Tainá e Suzi piscaram, perplexas por um instante, até compreenderem a linha de raciocínio dele. Uma mistura de riso e incredulidade tomou conta do momento.
— Você entendeu tudo errado. Esta é a babá que me criou desde o berço. E ela não está ferida por minha causa. Foi obra daquela tal Laura que chegou à família recentemente.
— Como é?
— Certo, não vamos perder tempo com isso agora. Vamos entrar no carro — cortou Tainá, encerrando o assunto.
Assim que as portas se fecharam, Tainá foi direta:
— Gustavo, eu cortei todos os laços com a Família Torres.
— O quê? Cortou laços?
Porém, após refletir por um instante, a expressão de Gustavo relaxou.
Qualquer pessoa que acompanhasse as tempestades midiáticas que envolviam os Torres entenderia o motivo.
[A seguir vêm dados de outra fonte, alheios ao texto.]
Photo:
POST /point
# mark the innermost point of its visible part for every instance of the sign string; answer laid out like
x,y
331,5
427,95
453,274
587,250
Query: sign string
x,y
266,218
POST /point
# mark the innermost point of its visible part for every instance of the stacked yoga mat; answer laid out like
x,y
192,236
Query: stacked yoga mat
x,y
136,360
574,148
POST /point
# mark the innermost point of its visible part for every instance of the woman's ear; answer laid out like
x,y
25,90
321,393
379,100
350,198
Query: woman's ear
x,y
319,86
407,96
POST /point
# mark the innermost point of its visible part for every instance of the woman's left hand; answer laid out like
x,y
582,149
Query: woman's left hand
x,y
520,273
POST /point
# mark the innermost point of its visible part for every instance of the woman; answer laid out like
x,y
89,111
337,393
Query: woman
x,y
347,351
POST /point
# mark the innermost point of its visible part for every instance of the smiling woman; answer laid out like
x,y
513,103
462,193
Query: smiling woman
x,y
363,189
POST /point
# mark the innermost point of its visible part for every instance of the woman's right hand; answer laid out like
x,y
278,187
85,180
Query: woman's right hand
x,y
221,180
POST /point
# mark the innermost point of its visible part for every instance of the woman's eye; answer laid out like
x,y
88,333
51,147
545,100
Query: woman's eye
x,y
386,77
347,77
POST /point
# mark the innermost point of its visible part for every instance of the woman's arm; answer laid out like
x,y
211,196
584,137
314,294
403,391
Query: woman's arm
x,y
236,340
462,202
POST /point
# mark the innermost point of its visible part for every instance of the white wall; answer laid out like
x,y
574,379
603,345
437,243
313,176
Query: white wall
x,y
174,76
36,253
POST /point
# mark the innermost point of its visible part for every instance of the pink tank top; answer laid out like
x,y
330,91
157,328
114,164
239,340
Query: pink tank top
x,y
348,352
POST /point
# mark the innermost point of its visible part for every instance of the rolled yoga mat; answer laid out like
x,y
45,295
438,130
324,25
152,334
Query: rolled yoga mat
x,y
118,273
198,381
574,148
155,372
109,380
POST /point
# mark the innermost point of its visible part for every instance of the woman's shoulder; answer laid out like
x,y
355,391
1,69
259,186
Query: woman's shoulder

O veterano do mundo corporativo captou a essência da situação rapidamente.
Recuperando a postura, ele questionou com um tom sério:
— De forma definitiva?
Tainá assentiu e, enquanto aguardavam o sinal abrir, entregou-lhe o documento oficial de rompimento.
— O que foi que causou essa ruptura tão repentina?
Tainá resumiu o caos que havia se desenrolado na mansão naquela mesma tarde.
— Eu já sabia que a sua relação com eles era tensa, mas não imaginava que as coisas tinham chegado a esse ponto de ebulição.
— Para ser sincera, romper com eles já fazia parte dos meus planos há um bom tempo. O incidente de hoje envolvendo a Suzi foi apenas o gatilho perfeito.
Suzi, sentada no banco de trás, não conteve a aflição.
— Minha menina, você abriu mão de tudo por minha causa. Como vamos sobreviver daqui para frente?
— As aulas estão prestes a começar, a mensalidade do seu colégio é um absurdo, sem contar com as despesas de alimentação e moradia. O que será de nós?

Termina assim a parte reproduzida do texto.